Brazil: Freezing the Opponent
Brazil offers perhaps the most practical solution of them all: freeze the opponent.
Not tactically. Not strategically.
Literally.
During several World Cups, fans have been documented writing the name of the opposing team on a piece of paper and placing it in the freezer before kickoff.
The logic is impeccable.
If you can’t stop the opposing striker, at least you can keep him at a controlled temperature.
It’s difficult to imagine what goes through a person’s mind while placing the name of Germany or Argentina next to a bag of ice and a tray of frozen chicken.
Then again, they are the only five-time world champions.
Maybe they know something we don’t.
Ecuador: The Coin in the Shoe
Ecuador contributes one of the most elegant superstitions in this collection:
A coin inside the shoe.
Not in your pocket.
Not in your wallet.
Inside your shoe.
The beauty of this ritual is that it stays with the fan throughout the entire match.
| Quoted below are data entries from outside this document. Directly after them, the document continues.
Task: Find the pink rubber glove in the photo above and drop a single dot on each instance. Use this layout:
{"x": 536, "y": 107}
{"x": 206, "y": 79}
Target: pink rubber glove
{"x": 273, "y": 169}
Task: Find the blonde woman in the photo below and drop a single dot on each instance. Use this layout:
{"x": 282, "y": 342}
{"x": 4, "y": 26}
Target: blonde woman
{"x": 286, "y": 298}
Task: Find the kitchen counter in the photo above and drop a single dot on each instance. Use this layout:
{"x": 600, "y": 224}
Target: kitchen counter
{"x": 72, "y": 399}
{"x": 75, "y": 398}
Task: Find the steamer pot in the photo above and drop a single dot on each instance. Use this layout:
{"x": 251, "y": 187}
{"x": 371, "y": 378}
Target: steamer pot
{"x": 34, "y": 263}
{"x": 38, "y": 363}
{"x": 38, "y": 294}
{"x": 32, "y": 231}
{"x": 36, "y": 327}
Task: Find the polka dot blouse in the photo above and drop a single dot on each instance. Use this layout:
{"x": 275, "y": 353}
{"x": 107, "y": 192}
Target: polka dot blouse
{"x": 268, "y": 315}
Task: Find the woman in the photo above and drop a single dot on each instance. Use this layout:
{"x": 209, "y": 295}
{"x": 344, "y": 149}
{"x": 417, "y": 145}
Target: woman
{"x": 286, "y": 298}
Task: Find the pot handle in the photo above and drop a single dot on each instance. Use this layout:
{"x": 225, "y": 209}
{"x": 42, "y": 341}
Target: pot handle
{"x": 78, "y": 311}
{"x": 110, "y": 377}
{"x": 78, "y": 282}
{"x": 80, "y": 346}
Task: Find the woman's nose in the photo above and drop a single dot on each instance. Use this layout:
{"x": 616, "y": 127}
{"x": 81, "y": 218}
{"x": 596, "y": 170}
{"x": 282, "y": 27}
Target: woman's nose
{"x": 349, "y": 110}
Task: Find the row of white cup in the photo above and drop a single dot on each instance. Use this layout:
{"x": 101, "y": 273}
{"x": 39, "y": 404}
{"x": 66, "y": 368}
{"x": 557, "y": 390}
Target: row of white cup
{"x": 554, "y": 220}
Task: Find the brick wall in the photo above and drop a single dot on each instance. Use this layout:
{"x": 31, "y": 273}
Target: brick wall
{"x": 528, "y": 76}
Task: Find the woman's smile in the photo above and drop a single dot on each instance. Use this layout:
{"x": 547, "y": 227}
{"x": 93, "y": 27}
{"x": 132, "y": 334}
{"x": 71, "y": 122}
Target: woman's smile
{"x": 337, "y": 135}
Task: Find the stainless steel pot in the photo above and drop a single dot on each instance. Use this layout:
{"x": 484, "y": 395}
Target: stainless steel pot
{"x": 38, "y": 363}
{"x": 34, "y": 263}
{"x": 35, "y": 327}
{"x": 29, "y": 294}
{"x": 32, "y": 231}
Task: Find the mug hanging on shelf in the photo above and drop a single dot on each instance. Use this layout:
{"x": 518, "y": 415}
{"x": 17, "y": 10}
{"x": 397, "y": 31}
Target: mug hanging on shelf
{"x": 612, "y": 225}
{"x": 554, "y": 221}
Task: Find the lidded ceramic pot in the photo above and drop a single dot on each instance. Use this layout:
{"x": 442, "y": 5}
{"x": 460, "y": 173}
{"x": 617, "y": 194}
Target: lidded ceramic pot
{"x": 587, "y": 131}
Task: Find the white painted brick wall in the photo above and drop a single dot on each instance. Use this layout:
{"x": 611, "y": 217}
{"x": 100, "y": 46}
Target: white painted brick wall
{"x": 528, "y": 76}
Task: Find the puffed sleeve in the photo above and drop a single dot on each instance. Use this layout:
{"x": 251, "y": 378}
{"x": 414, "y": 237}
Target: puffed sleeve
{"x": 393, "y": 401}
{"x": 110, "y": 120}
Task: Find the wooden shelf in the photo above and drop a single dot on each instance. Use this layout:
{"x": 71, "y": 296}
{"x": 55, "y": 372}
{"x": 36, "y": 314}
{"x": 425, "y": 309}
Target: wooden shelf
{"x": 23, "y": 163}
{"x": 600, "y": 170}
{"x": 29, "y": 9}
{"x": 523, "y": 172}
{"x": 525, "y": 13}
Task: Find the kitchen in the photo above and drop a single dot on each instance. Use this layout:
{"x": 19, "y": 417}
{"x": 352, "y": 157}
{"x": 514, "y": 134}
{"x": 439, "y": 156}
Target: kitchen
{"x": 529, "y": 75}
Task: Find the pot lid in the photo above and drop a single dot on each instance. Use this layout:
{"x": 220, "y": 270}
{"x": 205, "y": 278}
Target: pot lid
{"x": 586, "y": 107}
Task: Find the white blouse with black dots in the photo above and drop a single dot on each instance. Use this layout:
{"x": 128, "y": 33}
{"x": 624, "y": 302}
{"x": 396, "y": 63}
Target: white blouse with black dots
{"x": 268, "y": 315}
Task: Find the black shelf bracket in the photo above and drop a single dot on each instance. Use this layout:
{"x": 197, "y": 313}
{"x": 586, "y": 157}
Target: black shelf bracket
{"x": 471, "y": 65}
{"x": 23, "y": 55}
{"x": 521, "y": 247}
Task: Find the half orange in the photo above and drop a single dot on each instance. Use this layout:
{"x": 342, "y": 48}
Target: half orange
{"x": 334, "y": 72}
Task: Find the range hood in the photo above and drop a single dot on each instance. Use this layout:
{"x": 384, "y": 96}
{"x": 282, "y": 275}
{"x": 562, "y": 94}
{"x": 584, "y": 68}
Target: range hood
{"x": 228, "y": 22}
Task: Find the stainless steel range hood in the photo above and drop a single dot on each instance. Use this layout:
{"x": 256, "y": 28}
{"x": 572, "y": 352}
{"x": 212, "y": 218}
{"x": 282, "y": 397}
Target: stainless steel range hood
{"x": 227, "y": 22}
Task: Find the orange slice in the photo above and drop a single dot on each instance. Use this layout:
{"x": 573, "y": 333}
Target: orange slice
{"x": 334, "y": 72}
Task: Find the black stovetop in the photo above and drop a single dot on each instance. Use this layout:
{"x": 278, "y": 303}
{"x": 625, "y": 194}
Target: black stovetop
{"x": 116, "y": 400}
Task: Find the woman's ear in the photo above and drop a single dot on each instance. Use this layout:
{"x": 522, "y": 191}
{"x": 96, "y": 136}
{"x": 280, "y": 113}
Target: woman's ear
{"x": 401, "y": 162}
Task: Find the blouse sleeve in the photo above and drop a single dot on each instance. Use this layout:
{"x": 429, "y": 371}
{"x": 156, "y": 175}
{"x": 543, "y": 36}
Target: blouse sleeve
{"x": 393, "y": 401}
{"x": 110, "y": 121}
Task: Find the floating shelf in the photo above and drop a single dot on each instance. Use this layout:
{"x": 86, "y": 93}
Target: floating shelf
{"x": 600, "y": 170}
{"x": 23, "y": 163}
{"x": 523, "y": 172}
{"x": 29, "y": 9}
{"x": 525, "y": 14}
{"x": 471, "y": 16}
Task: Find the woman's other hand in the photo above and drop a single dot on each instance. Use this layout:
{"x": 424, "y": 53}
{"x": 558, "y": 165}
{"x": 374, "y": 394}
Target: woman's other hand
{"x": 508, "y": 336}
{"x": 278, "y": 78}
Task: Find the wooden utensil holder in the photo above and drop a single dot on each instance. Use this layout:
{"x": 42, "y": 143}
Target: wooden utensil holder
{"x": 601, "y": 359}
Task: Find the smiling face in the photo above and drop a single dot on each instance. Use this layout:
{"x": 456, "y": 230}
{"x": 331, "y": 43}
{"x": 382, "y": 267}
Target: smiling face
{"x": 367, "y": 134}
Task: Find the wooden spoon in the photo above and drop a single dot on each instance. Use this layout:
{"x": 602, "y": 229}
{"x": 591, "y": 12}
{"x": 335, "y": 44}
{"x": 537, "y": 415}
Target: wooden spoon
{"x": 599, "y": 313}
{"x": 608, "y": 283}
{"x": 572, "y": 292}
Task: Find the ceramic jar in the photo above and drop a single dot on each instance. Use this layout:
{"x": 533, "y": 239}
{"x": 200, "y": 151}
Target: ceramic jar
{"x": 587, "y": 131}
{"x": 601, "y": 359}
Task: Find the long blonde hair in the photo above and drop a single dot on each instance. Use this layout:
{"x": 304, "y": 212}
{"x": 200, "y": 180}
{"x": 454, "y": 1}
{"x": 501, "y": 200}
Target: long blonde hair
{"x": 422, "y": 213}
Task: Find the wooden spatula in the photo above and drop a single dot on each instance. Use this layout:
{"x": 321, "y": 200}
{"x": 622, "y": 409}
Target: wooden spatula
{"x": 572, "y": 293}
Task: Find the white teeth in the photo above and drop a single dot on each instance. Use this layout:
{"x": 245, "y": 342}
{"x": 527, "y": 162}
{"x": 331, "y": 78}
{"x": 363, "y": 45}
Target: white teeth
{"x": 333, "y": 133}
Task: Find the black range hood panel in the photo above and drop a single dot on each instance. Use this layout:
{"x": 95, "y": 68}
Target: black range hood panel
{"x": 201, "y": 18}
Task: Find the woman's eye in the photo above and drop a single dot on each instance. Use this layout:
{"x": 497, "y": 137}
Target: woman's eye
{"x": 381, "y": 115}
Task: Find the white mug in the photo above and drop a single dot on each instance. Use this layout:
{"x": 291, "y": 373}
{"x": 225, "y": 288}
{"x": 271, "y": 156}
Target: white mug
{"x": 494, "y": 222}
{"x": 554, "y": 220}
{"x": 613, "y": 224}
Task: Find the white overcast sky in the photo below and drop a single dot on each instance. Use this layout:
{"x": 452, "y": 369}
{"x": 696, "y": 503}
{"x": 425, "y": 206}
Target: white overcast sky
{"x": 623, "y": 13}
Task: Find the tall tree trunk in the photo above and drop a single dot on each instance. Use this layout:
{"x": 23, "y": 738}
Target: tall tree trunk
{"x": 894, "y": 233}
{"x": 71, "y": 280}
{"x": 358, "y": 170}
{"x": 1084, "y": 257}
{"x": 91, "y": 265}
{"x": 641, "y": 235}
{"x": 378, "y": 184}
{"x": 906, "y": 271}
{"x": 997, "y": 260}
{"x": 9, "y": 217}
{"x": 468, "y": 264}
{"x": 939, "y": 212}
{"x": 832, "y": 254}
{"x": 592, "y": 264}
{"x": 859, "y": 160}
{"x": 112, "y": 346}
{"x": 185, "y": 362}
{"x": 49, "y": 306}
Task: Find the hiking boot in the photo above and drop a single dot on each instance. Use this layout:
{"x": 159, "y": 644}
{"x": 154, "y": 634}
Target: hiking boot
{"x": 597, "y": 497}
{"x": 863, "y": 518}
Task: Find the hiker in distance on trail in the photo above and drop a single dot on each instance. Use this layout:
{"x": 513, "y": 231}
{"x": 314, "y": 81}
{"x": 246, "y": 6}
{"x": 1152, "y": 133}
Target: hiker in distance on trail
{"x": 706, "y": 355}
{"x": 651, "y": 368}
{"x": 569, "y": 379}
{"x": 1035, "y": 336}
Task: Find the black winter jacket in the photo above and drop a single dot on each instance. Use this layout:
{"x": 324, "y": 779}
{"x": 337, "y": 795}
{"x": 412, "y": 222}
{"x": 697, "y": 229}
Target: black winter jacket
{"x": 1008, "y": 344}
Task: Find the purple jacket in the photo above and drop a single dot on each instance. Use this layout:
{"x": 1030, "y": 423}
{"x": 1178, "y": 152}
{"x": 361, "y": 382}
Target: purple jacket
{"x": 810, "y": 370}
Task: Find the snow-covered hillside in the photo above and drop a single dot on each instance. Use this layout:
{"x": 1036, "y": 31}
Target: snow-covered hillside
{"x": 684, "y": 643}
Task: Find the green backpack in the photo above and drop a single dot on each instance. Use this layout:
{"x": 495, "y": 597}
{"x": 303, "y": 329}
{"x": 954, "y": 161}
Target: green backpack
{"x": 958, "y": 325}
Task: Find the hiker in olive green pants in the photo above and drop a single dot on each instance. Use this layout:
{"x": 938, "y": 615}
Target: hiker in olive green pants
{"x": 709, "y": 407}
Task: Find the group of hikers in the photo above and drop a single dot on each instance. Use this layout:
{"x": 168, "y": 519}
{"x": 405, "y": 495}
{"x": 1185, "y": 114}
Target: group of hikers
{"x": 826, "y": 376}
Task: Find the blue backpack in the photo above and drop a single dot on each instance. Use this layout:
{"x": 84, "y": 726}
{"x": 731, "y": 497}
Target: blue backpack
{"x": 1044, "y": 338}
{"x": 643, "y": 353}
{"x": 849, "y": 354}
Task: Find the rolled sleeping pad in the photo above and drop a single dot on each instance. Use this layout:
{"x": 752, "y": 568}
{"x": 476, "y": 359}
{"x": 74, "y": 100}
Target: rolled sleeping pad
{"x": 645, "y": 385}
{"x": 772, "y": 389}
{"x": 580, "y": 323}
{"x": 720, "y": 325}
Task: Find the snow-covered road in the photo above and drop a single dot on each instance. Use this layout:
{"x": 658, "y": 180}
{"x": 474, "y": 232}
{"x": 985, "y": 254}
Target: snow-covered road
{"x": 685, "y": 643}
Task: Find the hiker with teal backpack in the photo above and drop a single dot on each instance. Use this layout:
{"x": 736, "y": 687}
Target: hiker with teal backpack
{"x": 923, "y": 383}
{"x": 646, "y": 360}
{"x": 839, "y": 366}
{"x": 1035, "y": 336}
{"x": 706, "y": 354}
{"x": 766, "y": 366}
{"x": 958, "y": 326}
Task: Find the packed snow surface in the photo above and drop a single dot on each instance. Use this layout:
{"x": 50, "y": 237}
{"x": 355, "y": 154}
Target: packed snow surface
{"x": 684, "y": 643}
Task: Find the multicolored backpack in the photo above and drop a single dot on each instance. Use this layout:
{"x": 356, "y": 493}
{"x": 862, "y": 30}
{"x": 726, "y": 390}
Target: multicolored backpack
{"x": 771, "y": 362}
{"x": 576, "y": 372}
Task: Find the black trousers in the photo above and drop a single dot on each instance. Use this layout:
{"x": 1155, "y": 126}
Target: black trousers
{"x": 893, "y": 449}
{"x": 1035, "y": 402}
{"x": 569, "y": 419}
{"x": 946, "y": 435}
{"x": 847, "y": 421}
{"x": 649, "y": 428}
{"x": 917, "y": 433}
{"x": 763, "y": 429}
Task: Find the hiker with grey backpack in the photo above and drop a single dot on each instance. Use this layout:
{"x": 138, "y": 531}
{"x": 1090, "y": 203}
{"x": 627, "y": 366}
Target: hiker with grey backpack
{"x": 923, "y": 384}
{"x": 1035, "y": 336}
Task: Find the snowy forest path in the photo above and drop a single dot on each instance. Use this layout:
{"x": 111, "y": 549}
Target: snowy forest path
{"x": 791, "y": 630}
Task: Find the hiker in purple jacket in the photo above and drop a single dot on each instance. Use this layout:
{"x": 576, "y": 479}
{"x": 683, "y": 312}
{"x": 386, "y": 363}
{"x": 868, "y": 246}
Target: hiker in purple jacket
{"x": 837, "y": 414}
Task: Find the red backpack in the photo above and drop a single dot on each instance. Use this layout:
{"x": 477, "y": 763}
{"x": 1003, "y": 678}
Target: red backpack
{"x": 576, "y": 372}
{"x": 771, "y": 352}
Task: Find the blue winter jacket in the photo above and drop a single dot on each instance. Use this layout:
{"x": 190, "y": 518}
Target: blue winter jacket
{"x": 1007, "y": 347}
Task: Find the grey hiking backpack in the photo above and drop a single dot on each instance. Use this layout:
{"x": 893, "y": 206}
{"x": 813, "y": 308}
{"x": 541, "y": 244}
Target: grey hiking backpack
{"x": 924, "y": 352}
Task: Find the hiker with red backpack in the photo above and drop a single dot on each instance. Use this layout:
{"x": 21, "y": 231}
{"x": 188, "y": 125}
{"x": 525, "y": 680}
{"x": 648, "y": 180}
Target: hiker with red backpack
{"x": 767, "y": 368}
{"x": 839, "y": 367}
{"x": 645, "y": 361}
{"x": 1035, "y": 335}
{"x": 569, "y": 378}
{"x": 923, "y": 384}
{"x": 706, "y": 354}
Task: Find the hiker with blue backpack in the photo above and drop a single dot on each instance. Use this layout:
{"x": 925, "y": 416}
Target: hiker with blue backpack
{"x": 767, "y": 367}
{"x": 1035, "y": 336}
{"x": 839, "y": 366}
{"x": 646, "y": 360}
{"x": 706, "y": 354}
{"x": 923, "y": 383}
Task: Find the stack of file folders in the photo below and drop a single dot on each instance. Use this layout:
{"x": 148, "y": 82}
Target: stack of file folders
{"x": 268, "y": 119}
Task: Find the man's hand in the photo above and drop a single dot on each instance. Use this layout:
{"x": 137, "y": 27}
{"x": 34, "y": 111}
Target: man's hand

Every step becomes a small reminder that luck is putting in overtime.
And while nobody can explain exactly how a coin hidden near your toes might influence an international football match, nobody can definitively prove that it doesn’t.
That has always been my favorite territory of superstition.
Because maybe, if we think about it for a moment, these rituals never existed to help the team.
Maybe they always existed to help us.
Research on rituals shows that repeating certain actions can reduce anxiety in uncertain situations. And few things create more uncertainty than emotionally investing yourself in eleven people you’ve never met.
That’s why we keep using the same chair, folding the jersey the night before, repeating the same rituals, and holding on to objects that, rationally, we know change nothing.
Because futbol leaves us powerless.
And superstition, however absurd it may seem, gives us back the feeling of having at least one finger on the steering wheel.
Or perhaps, more appropriately, one foot on the ball.